DENVER, Colorado: State Senator Rollie Heath introduced a ballot measure earlier this year that would increase the state income and sales tax. Now it is officially up to state voters to either shoot down the idea or enact it this November.[1]

On August 24, Colorado Secretary of State Scott Gessler certified the ballot measure after confirming that enough signatures were gathered in order to include it in the November 1, 2011 general election. The measure's formal title on the ballot is Proposition 103.

When contacted by Ballotpedia on July 27, the Colorado Secretary of State's office stated that Senator Rollie Heath verbally committed to submitting signatures for the measure by the August 1 petition drive deadline.[2]

On the day of the deadline, Heath and supporters submitted 142,160 signatures, more than the 86,105 valid signatures needed to place the measure on the ballot.

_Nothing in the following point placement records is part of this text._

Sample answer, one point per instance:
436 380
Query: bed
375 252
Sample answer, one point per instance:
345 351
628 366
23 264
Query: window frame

Reports out of the state say that the measure was proposed in order to help fund education in the state.

According to Heath, "When people see what we’re doing to schools and classrooms, and closing schools and classrooms, and cutting back, they realize that this is reality and that education is economic development and jobs, and that we’re virtually last in the country for funding higher education and K-12, I’m hoping that people will understand that this cuts into the future, and regardless of how difficult the times, we need to invest in our kids"

However, opponents of the proposed ballot question, such as Jon Caldara, president of the libertarian Independence Institute, argue, "It is difficult to get something on the ballot purely with volunteers, especially something like this. It’s easier to get something on the ballot like abortion and gun control, something very easy to understand. This one’s not quite as easy."